Kennen Sie den „Kellnerpunkt“? Das ist ein Wort aus Die Tante Jolesch. Der Autor umschreibt den Terminus, der im Café Herrenhof entstanden sei, wie folgt: „Er ergab sich immer dann, wenn ein pompös überdrehtes Gespräch aus den Höhen einer Selbstgefälligkeit zu einer entlarvend primitiven Schlußfolgerung abglitt, die sogar dem Kellner einleuchten mußte.“[1] Ist das nicht elitär? Na sicher, aber zumindest ehrlich.

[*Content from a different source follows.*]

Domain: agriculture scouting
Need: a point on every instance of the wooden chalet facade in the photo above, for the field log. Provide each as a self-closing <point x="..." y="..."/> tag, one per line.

Diese Woche hörte ich auf Ö1 gefühlt jede zehnte Minute das Wort „Narrativ“, egal ob gerade ein Buch vorgestellt wurde oder eine der unendlichen Mozart-Berieselungen lief. Überhaupt geistert dieser philosophisch-sozialwissenschaftliche Begriff seit einigen Jahren in allen Medien. Würden wir pro „Narrativ“ in einer Zeitung, im Funk oder Fernsehen 50 Cent in eine Büchse werfen, bräuchten wir kein Licht-ins-Dunkel mehr (ob wir es überhaupt brauchen, ist eine andere Frage). Der Begriff wird freilich schon lange nicht mehr im ursprünglichen Sinn gebraucht (Lieblingsstehsatz dazu: „Die Sprache verändert sich ständig, und das ist gut so!“), dass nämlich auch jede Theorie nichts anderes sei als eine „große Erzählung“ (so Lyotard in Das postmoderne Wissen[2]). Die derzeitige Semantik von „Narrativ“ verweist eher auf einen ablenkenden, manipulativen Versuch, erzählend mythische Realitätsgebäude zu schaffen. Wenn jemand eine Aussagereihe als Narrativ bezeichnet, will er/sie* zumeist andeuten, dass er/sie* den Erzähltrick schon durchschaut hat. Der wissenschaftliche Terminus ist im Alltag angekommen, der Kellnerpunkt des Wortes ist erreicht.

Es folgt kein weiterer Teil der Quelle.